Congress in 2019 overwhelmingly passed nonbinding resolutions in the House and Senate calling the 1915 actions a genocide.
Analysts said Ankara could respond by calling attention to the treatment of Native Americans by European settlers, mounting a diplomatic protest or erecting informal barriers to U.S. exports. If tensions escalate, Turkey could bar U.S. forces from using the country’s Incirlik air base.
U.S. support for Kurdish militants fighting Islamic State in Syria has also alienated the Turkish government in recent years as the fighters belong to an offshoot of an organization that is labeled a terrorist group by both Washington and Ankara.
On Saturday, the Turkish government said the country’s forces launched a military operation against Kurdish militants in northern Iraq.
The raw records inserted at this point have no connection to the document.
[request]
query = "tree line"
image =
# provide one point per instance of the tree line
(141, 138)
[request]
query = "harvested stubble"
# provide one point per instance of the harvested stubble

State broadcaster TRT said the operation, which began Friday night and focused on the Matina region just south of the Turkey-Iraq border, including helicopters and F-16 fighter jets.
Mr. Erdogan, who was in contact with the command center for the operation, said “many terrorists have been neutralized” in the offensive against militant hide-outs in the region, according to Turkey’s state news agency Anadolu. Kurdish media also reported Turkish shelling in the area. The claims of casualties couldn’t be immediately verified.
James Jeffrey, a former U.S. ambassador to Turkey and senior official in the Obama and Trump administrations, said the question of genocide recognition has long been the subject of a debate within the U.S. government.
“Those of us who always argued that for geopolitical reasons we shouldn’t do it knew that sooner or later a president would do it,” he said of the decision to recognize the genocide.
As a result of years of tensions, U.S.-Turkey ties might now be damaged beyond repair, some observers of the relationship said.
“We’re now at the point where this equation is potentially unsolvable by the math we know. We are at the mercy of events,” said Selim Sazak, a visiting scholar at Bilkent University in Ankara and a doctoral student in political science at Brown University.
Armenians within Turkey said the U.S. declaration wouldn’t be enough to address their historic trauma.
“I’m not against it, but why doesn’t my country, Turkey, recognize my pain?” said Garo Paylan, a member of the Turkish parliament who is of Armenian descent.
Mr. Erdogan is likely to use Mr. Biden’s pronouncement for domestic political gain, appealing to his conservative base by labeling the U.S. decision a Western insult against Turkey, according to observers. The Turkish president has exploited past crises in relations with Western powers to shore up domestic support.